When Does My Boss Leave? AI generated chapter summary:
When does my boss leave? Well, the answer is not very often right now, because I have a nine month old daughter. Some people say that you're more productive when you are kids. You have to be very motivated to get things done quickly.
Enrico BertiniSo, Moritz, did you ask to Mike, the question from Robert. From Robert Kosara?
Moritz StefanerOh, yeah. No, I haven't yet.
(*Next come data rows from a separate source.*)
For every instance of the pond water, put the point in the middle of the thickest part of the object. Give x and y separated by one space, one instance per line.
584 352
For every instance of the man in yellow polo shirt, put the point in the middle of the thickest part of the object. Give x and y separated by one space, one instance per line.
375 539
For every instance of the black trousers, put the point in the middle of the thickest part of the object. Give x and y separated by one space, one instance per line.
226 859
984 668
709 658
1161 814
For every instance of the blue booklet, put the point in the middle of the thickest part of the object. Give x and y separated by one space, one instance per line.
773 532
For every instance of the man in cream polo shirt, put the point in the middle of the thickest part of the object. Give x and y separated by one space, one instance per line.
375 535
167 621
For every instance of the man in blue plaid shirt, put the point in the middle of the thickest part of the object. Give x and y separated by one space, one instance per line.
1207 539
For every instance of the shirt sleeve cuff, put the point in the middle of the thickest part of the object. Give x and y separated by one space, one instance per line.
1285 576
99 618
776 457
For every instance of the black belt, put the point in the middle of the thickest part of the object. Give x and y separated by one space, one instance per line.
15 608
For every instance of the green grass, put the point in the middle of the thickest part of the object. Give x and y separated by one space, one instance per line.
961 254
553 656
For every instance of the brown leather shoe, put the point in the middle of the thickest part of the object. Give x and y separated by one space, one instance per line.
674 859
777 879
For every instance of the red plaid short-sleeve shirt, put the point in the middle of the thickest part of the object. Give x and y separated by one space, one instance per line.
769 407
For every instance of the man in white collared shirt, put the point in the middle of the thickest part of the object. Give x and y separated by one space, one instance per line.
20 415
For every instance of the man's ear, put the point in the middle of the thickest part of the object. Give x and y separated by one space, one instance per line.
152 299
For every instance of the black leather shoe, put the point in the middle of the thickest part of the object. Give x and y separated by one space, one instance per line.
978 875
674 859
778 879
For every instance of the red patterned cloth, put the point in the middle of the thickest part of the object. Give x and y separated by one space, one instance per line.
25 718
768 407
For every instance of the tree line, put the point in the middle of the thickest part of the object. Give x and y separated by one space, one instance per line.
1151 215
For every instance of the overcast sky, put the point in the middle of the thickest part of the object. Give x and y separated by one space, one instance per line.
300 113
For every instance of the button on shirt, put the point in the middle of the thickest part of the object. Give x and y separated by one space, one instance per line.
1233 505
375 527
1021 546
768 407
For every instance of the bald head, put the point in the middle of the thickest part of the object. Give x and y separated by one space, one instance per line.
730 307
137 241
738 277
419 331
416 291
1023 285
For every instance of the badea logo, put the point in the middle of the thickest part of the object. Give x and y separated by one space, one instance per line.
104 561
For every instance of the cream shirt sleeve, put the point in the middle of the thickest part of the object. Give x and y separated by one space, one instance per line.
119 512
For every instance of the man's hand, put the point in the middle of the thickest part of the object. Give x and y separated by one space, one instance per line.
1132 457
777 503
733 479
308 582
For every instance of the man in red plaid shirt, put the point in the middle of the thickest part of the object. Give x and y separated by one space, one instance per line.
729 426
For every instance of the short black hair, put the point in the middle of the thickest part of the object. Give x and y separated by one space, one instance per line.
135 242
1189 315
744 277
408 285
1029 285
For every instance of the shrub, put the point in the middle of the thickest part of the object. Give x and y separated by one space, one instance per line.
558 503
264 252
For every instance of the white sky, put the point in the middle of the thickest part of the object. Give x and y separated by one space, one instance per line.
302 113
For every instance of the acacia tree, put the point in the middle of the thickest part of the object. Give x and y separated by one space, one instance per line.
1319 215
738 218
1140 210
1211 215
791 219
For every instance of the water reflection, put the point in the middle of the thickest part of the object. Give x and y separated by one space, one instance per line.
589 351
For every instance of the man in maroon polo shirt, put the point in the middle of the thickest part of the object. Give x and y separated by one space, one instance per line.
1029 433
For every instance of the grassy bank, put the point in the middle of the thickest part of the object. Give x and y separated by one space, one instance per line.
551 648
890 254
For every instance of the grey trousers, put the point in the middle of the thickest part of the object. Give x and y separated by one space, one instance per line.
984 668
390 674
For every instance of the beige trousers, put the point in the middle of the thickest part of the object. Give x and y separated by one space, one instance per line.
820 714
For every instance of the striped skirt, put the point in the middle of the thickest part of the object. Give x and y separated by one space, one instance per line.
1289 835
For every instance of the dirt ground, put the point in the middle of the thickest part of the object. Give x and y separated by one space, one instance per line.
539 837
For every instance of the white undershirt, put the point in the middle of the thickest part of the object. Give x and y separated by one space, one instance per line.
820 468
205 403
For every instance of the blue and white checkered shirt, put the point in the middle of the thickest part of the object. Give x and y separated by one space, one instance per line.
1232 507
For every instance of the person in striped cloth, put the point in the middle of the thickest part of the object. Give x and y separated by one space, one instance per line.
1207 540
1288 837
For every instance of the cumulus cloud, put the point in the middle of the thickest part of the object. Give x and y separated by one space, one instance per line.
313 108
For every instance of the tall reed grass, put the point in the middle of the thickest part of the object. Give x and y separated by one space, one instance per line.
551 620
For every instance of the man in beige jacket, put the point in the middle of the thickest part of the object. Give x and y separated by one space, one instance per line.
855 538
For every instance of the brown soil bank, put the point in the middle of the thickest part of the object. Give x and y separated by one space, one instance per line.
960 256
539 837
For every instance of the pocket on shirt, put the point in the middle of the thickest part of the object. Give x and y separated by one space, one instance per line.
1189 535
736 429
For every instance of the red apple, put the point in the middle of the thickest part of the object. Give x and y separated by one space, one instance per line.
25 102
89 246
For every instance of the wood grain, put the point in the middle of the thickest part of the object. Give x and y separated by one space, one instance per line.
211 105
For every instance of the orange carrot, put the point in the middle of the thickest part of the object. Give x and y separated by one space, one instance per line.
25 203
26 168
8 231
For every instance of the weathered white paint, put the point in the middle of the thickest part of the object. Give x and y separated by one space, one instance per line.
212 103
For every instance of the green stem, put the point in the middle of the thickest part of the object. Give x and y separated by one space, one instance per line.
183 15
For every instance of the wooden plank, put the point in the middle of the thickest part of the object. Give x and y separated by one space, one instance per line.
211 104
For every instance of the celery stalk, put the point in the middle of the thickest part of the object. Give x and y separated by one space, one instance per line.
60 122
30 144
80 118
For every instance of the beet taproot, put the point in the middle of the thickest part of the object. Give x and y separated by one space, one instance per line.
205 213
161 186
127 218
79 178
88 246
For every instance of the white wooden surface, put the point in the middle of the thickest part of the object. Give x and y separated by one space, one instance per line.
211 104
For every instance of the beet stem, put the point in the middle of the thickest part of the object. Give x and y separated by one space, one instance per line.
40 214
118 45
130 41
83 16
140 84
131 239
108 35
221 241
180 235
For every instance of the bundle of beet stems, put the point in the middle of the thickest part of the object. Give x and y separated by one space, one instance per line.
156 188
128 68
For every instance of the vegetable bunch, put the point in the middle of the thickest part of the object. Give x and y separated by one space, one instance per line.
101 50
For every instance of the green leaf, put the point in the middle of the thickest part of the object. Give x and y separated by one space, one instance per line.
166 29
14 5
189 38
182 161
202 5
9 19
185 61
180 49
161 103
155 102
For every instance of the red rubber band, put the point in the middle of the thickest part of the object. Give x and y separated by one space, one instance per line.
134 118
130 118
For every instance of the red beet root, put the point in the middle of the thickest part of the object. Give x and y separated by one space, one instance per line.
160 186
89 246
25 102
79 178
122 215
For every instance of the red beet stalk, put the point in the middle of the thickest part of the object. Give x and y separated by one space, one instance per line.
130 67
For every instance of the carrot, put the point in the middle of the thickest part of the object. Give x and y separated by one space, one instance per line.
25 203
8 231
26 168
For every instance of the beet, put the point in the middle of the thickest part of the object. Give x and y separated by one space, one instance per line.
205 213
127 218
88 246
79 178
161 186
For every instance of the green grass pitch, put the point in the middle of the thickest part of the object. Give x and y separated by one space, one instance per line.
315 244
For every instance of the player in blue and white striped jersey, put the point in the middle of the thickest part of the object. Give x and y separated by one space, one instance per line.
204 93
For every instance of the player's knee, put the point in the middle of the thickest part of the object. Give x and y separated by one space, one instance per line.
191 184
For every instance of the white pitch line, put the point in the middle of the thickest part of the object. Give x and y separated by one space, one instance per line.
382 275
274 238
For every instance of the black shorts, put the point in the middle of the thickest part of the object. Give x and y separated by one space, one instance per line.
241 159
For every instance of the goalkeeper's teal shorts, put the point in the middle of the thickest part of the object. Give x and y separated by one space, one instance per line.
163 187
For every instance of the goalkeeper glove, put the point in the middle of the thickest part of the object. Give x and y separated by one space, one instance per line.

So you can ask it.
Enrico BertiniSo Robert Kosara is asking, when does my boss leave?
Mike BostockWell, the answer is not very often right now, because I have a nine month old daughter.
Enrico BertiniOh, well, so we know something about that. Me and Moritz.
Mike BostockYeah, yeah, yeah, yeah.
Moritz StefanerBut that makes it even more crazy.
Mike BostockYeah, yeah, yeah.
Enrico BertiniSome people say that you're more productive when you are kids. I still have to understand whether it's true or not.
Mike BostockYeah. You have to be very motivated to get things done quickly because you don't know what you.
Shan CarterExactly.
Moritz StefanerYou're more time efficient. I think for me it worked out like that, that I was chopping up my work then in really little pieces that I made sure I would manage to do and got much more smart about like what I do when I. Because it could like, it could be over any time. You have to make sure to do the important stuff first and stuff like that. Nice. Okay.
A Very Strange Episode AI generated chapter summary:
Okay. Should we stop here, Moritz? Yeah, I mean, we are at 90 minutes almost. I'm really sorry, guys. It's been a really weird here. Yeah, it was a nice episode, so you can enjoy it.
Moritz StefanerYou're more time efficient. I think for me it worked out like that, that I was chopping up my work then in really little pieces that I made sure I would manage to do and got much more smart about like what I do when I. Because it could like, it could be over any time. You have to make sure to do the important stuff first and stuff like that. Nice. Okay.
Enrico BertiniShould we stop here, Moritz?
Moritz StefanerYeah, I mean, we are at 90 minutes almost. I mean, we could go on for hours.
Enrico BertiniI'm looking forward to listen.
Moritz StefanerYeah, it was a nice episode, so you can enjoy it, I guess.
Enrico BertiniI'm really sorry, guys. It's been a really weird here.
Moritz StefanerNo worries, no worries. Anything else you want to add? Like, did we forget to ask something really obvious or do you want to sneak in something like little. Any announcement? Self promotion. Come on.
WWE12 AI generated chapter summary:
Sean: I think we covered most everything. We're going to put up a post, hope to include as many of the links we talked about as possible. Maybe we can do one in a year or so. It could be fun. Thanks for having us on.
Moritz StefanerNo worries, no worries. Anything else you want to add? Like, did we forget to ask something really obvious or do you want to sneak in something like little. Any announcement? Self promotion. Come on.
Enrico BertiniDo they need any self promotion? More than that.
Mike BostockYou want to add anything, Sean? Okay.
Shan CarterI think we covered most everything.
Moritz StefanerThat's good. Cool.
Shan CarterYeah.
Moritz StefanerIt was fantastic to have you. Very interesting. We're going to put up a post, hope to include as many of the links we talked about as possible. I think listeners will have to see the graphics in parallel, hopefully. It was great hearing the inside story. Maybe we can do one in a year or so. Talking about before. That's all Webgl based.
Shan CarterYeah, right.
Moritz StefanerIt could be fun.
Mike BostockAll right, sounds great.
Moritz StefanerOk, doke, thanks so much.
Shan CarterYeah, yeah. Thanks for having us on.
Moritz StefanerYeah, thanks for joining and cheers.
Mike BostockBye. Bye. Bye, guys. Bye.